For eight years, assistant cleaning supervisor Leow Chin Kia's monthly pay has been stuck at $1,300.
The 73-year-old was resigned to it.
"I'm old already. Where else can I go? It's not enough, but I have to accept it," he said.
But like other cleaners struggling to rise above their flatline salaries, Mr Leow will be assured of a pay rise in future, thanks to a raft of recommendations by the Tripartite Cluster of Cleaners (TCC) to uplift workers in the cleaning industry.
It has recommended a $200 boost in basic wage levels set out in the Progressive Wage Model in the next three years. These will be raised by $60 annually in the next two years, and $80 in 2019.
And from 2020 to 2022, cleaners can expect an annual increase of 3 per cent to these wage levels.
The extra income will go into his meagre savings, said Mr Leow, who has been working in the cleaning industry for more than 20 years. He cleans indoor and outdoor areas in downtown Singapore.
He will get $20 more a month from July 2018, when the minimum wage level for an outdoor cleaner like him hits $1,320. The year after, his monthly salary will be $1,400.
"I'm still healthy now. I still can work. But I have new problems with my body, so I need to save enough for medicine, for doctors," he said, adding that he wants to support himself in his old age so he will not be a "burden" to his family.
Meanwhile, Madam Junaina Ismail - a cleaner for the past 15 years at mostly government buildings - is a victim of the wage "reset" that plagues the cleaning industry.
Some cleaners find their pay and benefits, like paid leave, falling back to the minimum level when there is a change in service providers or when contracts with service buyers, like building owners, are renewed.
At her previous workplace, Madam Junaina had $1,400 in monthly pay. But when she was sent to a new workplace last year, it fell to $1,000 - the minimum under the Progressive Wage Model for cleaners.
The 59-year-old, who takes medicine for high blood pressure, said the new pay levels will help ease her concerns in the coming years.
The annual bonus from 2020 - her first in almost a decade - is the icing on the cake. "I was worried because everyone kept telling me the economy was bad. But now, every year, there's something to look forward to: Even $60 is enough, for groceries, for little things," she said.
National Trades Union Congress (NTUC) assistant secretary-general Zainal Sapari, who chairs TCC, hopes the pay rises will help improve the image of cleaning, a job shunned by many in an industry staffed mostly by elderly workers.

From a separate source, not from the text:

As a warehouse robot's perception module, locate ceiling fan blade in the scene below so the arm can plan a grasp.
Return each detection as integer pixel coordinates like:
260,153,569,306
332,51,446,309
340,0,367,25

"If you want to make cleaning a viable industry to attract people, you have to improve the employment terms and conditions. If the job doesn't give annual increases, doesn't give bonuses, it will not be attractive," he said. "We hope it will attract even younger workers to become cleaners."
TCC and NTUC said in a joint statement that the new pay levels will benefit all: Cleaners will get sustained wage growth and progress in their careers, businesses can better attract and retain quality workers and be more motivated to invest in their training, and service buyers will benefit from more reliable and better-quality cleaning services.
Service providers and businesses that hire them agree, saying it is time to take a long-term perspective of where the industry is going.
Said City Developments' group general manager Chia Ngiang Hong: "As buyers of cleaning services, we play a key role in supporting this effort through our procurement practices."
Mr Milton Ng, president of the Environmental Management Association of Singapore, which represents cleaning firms, said higher pay will help draw people into the industry.
"Hygiene is also important in our daily life, but we take these hygiene workers for granted. We have a moral obligation to make sure that this group is taken care of," he added.